# Dupel in einer Tabelle ordnen



## Gast (19. Sep 2008)

Hallo,

wie kann ich in einer DatenbankTabelle meine Dupel ordnen also nicht geordnet auslesen sondern in der Tabelle selber ordnen??
 schönes WE,


----------



## musiKk (19. Sep 2008)

Meist reicht dafür eigentlich der Index. Aber wenn die Daten wirklich physisch wie im Index liegen sollen, dann ist das Stichwort "geclusterter Index". Oracle bietet das an, wie es mit anderen DBMS aussieht, weiß ich nicht.

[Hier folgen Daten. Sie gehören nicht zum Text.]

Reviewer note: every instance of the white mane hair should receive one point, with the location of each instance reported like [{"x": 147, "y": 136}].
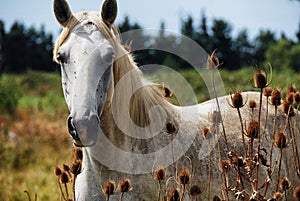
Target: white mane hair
[{"x": 142, "y": 99}]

Nebenbei: Dupel. YMMD  Tupel ist richtig.


----------



## Guest (19. Sep 2008)

Gast hat gesagt.:
			
		

> Hallo,
> 
> wie kann ich in einer DatenbankTabelle meine Dupel ordnen also nicht geordnet auslesen sondern in der Tabelle selber ordnen??
> schönes WE,



Geht nicht, gibt's nicht, unnötig


----------



## musiKk (19. Sep 2008)

Erst lesen, dann informieren, dann bellen. Geben tut es das und es mag in seltenen Fällen sinnvoll sein. Die Entscheidungsfindung, ob dies für das unbekannte Problem des OP nützlich ist, ist nicht unsere Aufgabe.


----------



## Gast (20. Sep 2008)

Hallo OP,

warum möchtest du das tun?

Grüße
Konrad


----------



## HoaX (22. Sep 2008)

mal gespannt wann einer kommt der deine "Dübel" sprtieren will


----------



## Guest (22. Sep 2008)

Naja, mit der Rechtschreibung stehen die meisten Programmierer auf Kriegsfuzz, oderrrr :?:


----------